Un bar-restaurant à Chârost :

            À ma première entrée dans la salle, à mon arrivée au village et après la douche, deux clients discutaient au bar devant leurs verres ; un autre, non loin, à une table, calé derrière sa bouteille de rosé, participait aussi aux échanges ; et de l'autre côté du bar une femme d'origine asiatique intervenait de temps à autre avec ses clients tout en faisant son travail. Je n'avais pas encore dit un mot qu'elle avait engagé la conversation : vous êtes un pèlerin ; je vous ai vu passer tout à l'heure, me dit-elle ; je visitais un peu le coin, lui ai-je répondu. Et j'ai ajouté, pour en venir à l'essentiel : Une bière s'il vous plaît, et un sandwich si possible. Il n'a pas fallu davantage pour qu'une longue conversation s'engage – j'avais commis un impair au départ quand je lui ai demandé si elle était d'origine vietnamienne. Elle avait un léger accent, mais parlait bien le français. Je suis cambodgienne, m'a-t-elle dit aussitôt, d'un air un peu pincé, tout en articulant bien ; puis, prenant son temps pour s'expliquer : j'ai quitté mon pays à l'âge de 15 ans pour fuir la guerre ; j'ai refait ma vie en France, ma famille y réside, et depuis quelque temps je m'occupe ici. C'était une gaffe ; je sais bien que ces deux pays voisins de la péninsule indochinoise que sont le Cambodge et le Vietnam n'ont jamais eu de très bonnes relations. Mais elle ne m'en a pas tenu rigueur, elle s'est tout de suite intéressée à ma qualité de Réunionnais quand je lui ai présenté les différentes composantes du métissage de la population de l'île venant des quatre coins du globe, et ce dès le début du peuplement de cette île – le Réunionnais est un métis. La conversation se faisait à voix haute, et même le pilier de bar prenait naturellement sa part, et surtout voulait comprendre ce qui m'avait poussé à faire le chemin de Compostelle.

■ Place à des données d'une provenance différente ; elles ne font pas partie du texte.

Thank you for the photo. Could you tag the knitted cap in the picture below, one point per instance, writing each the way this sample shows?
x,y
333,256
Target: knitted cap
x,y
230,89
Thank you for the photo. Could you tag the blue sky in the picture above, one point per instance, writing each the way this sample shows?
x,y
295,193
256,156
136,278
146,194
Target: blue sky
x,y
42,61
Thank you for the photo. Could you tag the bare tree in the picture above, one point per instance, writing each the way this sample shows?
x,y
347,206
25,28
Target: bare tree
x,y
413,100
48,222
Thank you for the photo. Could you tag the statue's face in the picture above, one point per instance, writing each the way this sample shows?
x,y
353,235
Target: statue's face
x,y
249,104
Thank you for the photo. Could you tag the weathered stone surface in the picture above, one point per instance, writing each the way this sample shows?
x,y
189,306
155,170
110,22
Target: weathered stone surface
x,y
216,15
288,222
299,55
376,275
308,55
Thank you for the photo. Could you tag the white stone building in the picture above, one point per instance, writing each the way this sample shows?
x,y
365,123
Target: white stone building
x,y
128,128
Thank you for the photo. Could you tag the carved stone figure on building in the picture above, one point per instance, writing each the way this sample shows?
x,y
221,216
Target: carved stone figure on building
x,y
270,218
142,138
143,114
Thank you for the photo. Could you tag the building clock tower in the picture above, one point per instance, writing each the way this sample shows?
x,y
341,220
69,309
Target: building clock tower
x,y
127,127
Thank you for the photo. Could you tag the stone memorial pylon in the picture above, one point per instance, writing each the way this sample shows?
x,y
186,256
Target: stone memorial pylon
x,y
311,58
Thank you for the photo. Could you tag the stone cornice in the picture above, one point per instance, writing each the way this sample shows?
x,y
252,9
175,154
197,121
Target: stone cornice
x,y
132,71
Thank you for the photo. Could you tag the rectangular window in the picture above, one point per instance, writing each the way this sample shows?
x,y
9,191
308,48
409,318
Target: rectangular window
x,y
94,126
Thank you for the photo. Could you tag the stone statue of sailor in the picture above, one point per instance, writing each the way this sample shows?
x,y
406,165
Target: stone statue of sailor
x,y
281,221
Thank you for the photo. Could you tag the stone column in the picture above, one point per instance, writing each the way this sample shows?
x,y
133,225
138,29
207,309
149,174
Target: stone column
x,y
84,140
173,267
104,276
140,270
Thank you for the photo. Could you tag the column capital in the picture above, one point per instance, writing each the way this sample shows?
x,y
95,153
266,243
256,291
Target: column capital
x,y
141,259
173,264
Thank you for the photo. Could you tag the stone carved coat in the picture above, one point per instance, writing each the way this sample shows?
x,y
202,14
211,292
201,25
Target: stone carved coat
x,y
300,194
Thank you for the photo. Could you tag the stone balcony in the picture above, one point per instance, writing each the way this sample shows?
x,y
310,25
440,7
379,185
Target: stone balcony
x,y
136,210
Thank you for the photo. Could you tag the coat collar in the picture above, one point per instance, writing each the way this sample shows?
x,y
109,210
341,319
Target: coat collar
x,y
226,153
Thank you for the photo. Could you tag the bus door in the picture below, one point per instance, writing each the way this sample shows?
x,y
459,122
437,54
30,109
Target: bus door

            La patronne de l'établissement m'a vite convaincu qu'elle avait l'habitude de se mettre facilement au service des pèlerins. Elle entendait être concrète, efficace : votre sandwich, vous le voulez à quoi ? Et ce soir vous voulez manger quoi ? Et de me proposer 2 à 3 préparations possibles pour elle ! Charmante, accueillante, vraiment intéressante ! Un peu plus tard, elle a pris une enveloppe épinglée au-dessus du bar pour me raconter, sans entrer dans les détails, l'histoire d'une pèlerine passée chez elle – et qui vraisemblablement avait peu de moyens, et qui lui a laissé un dessin, fait pendant le repas qui lui a été servi.

            En sortant de ce bar, dans le milieu de l'après-midi, j'étais vraiment content, tout se déroulait bien : physiquement je n'avais plus de problème ; je savais qu'un bon repas était prévu pour le soir, et aussi un petit déjeuner tôt avant le départ, le lendemain. Tout avait été négocié : j'avais un bon gîte pour moi tout seul – si tant est que je ne trouvasse point d'autres pèlerins au retour du bar-restaurant. Et mieux : toujours dans le Berry, je n'avais pas de connexion à mon portable, la patronne m'a passé son téléphone, et j'ai pu ainsi réserver une place dans une chambre d'hôtes à Neuvy-Pailloux, ma prochaine étape.

            Tout était vraiment au mieux ! J'avais réussi ma première semaine de marche. Et je commençais à me dire qu'il n'y avait pas de raison pour que je n'aille pas jusqu'à Saint-Jean-Pied-de-Port, dans les Pyrénées, le terme du « Vézelay ».